僕がこのドラマの肝だと思うのは「定番テーマ×変化球構成」である。

 

◆定番テーマ

働き方改革や育休、過労死、セクハラ・・仕事にまつわるテーマは山ほどある。

その中でも特にオーソドックスなテーマに焦点を当ててひとつひとつ解釈を加えていく。

その上で各話の主役に当たる人物の悩みやあり方に向き合っていく。そうして信頼できる仲間を増やしていき、最終回に向けた総力戦を演出していく。

いわば、ラストにピークを持っていくため、ドラクエの仲間集めをしているような感じだ。

おおよその社内問題も一段落したところで、終盤に要注意人物の福永部長が動き出す。

明るく和やかな職場で露骨なまでにアップで映される「地獄」饅頭の文字。

そして、採算度外視の仕事が振られ社員が地獄のように苦しみ総力戦で片付ける。

このオーソドックスな構成がたまらない。

なんだかんだ、人ってのは「ベタ」に弱いのだ。

 

 

◆変化球構成

なんだかんだで「ベタ」が好き。しかしかといってあるあるネタをぶち込んだだけではどこかで観たことあるドラマの焼き直しにしかならない。

そこでこのドラマの塩梅を左右した隠し味の登場である。

このドラマは主人公の東山の会社に元カレの種田が入ってくることから始まる。

東山と種田の付き合いはほとんど語られない。

それぞれが少しずつ回想をし、当時の思いを語るのみといっても過言ではない。

分かるのは、東山は昔働き過ぎで倒れたこと、二人は結婚まで話が進んだ仲であること。両家の挨拶のときに種田が倒れたこと。

だいたいそんなものだ。

 

二人の関係はそこで途切れ、今は東山にも結婚を前提とした彼氏までいる。

過去から時間が相当経っている。

そう、このドラマの肝はまるでシーズン2であるかのように、すでにできた人間関係と過去出来事を前提に話が進んでいくのだ。

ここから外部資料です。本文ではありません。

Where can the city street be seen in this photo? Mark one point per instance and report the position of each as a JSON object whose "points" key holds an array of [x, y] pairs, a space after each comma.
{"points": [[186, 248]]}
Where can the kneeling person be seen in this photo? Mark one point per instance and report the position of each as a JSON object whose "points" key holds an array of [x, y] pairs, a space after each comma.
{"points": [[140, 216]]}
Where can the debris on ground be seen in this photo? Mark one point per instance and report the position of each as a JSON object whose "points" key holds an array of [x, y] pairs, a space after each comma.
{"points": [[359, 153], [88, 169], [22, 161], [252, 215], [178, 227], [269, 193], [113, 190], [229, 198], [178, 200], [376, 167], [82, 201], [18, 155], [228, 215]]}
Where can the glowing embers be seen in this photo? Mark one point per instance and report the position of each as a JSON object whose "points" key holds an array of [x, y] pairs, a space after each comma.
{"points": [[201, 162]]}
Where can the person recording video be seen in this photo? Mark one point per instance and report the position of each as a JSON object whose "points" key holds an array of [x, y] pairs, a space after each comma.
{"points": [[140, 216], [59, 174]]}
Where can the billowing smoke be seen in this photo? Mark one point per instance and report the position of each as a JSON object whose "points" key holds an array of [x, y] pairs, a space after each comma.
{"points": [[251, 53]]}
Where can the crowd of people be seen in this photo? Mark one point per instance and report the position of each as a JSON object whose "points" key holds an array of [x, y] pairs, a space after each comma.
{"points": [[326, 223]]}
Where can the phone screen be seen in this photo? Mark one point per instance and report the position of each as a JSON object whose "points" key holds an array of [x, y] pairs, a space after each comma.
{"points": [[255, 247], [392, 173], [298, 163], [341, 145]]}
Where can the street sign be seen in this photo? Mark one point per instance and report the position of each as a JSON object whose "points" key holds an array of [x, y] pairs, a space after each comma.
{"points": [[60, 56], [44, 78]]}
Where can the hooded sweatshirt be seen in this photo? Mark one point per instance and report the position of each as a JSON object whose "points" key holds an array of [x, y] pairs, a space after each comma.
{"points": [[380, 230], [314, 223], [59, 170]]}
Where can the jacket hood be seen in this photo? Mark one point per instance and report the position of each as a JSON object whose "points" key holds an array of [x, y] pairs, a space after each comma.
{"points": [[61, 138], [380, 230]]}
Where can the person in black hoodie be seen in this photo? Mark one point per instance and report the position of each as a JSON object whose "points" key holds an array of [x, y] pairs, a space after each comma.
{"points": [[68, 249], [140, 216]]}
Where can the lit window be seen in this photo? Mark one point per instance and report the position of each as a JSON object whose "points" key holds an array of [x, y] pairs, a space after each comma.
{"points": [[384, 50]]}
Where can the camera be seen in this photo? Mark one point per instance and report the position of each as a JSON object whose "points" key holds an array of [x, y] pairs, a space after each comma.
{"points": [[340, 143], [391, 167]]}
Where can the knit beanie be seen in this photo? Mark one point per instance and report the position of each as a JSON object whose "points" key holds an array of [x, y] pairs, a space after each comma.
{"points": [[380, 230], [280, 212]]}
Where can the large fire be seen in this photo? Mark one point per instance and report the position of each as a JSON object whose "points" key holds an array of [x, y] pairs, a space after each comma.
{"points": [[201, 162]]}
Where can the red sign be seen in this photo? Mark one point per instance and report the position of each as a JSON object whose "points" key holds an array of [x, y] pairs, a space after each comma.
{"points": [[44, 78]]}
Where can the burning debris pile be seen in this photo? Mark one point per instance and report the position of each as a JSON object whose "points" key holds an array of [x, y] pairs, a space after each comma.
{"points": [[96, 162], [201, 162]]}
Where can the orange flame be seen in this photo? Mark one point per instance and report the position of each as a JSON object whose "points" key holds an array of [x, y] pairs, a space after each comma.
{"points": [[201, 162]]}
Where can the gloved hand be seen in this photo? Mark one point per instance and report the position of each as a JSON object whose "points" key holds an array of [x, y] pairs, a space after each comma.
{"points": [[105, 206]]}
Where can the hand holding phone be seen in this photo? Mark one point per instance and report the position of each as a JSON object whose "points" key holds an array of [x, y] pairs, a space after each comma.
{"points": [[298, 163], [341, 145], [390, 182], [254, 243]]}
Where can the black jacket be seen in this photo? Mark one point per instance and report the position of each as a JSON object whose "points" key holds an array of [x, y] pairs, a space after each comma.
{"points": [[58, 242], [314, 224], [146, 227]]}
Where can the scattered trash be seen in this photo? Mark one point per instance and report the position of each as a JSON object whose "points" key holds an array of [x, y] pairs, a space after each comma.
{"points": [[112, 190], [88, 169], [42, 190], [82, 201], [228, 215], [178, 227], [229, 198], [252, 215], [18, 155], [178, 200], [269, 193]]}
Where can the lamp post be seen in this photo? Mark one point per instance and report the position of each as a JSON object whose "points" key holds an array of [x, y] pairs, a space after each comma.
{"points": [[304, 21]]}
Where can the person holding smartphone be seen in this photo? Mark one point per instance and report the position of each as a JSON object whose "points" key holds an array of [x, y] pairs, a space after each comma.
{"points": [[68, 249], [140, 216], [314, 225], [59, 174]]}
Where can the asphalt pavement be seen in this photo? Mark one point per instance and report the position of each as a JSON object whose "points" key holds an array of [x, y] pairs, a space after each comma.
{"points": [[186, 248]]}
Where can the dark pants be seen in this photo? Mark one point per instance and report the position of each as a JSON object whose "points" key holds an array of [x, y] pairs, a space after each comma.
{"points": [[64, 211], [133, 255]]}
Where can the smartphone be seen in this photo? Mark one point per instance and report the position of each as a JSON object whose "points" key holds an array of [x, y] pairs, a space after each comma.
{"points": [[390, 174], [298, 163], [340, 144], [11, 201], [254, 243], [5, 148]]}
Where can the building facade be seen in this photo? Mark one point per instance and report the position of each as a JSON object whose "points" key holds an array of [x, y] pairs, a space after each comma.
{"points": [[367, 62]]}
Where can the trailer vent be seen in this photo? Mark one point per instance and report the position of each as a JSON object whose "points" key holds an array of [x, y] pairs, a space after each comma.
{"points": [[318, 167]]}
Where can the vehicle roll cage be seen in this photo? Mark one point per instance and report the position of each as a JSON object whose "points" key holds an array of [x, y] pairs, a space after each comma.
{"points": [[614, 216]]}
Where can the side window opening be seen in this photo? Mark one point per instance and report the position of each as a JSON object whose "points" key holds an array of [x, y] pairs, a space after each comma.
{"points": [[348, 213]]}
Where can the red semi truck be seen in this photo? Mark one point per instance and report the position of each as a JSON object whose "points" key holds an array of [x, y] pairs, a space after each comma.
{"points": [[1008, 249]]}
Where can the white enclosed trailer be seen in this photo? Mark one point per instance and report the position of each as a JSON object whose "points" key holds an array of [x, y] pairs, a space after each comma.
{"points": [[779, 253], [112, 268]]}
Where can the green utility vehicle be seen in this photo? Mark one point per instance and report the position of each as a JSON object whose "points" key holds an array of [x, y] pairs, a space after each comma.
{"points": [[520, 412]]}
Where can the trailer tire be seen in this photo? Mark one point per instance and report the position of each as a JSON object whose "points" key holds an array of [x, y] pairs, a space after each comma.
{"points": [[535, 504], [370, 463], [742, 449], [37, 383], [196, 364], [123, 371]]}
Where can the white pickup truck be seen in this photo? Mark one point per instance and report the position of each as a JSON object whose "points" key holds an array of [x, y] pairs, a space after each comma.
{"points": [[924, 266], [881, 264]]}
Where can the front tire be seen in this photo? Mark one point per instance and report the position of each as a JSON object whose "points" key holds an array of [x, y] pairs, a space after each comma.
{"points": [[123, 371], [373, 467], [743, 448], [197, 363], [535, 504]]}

なにがあったんだろう。と、まるでミステリードラマのように謎は深まる。

なのにあまり語らずあくまでも現在に主軸をおいてストーリーが展開する。

 

 

普通、彼氏のいない主人公の前に、いい感じになる人が現れて、仲を深めている中盤で元彼が登場して揺れた末にいい感じの人とくっつくでしょ?(偏見)

 

何?結婚を前提に交際している彼氏がいる状態で、元彼が転職してくるって

トリッキーというか意地が悪い・・。

 

定番テーマの味付けには最適な構成で、ほんとに楽しい3ヶ月でした。

 

 

ただ、最後にきちんと主張をしたい。

学生の延長線上から憧れや目標をもって働くようになった来栖くんはめちゃくちゃかわいい。

そして、テンプレなツンデレ属性を持った仕事人間の種田さんはめちゃくちゃカッコいい。特に最終回の終盤は終始非常によかった。

 

量産ラブコメの主役をやってた時代も終わり落ち着いて幅広い役をもらえるようになった向井理さん。くたびれたエンジニアも腹黒策士も様になってきてかっこいい。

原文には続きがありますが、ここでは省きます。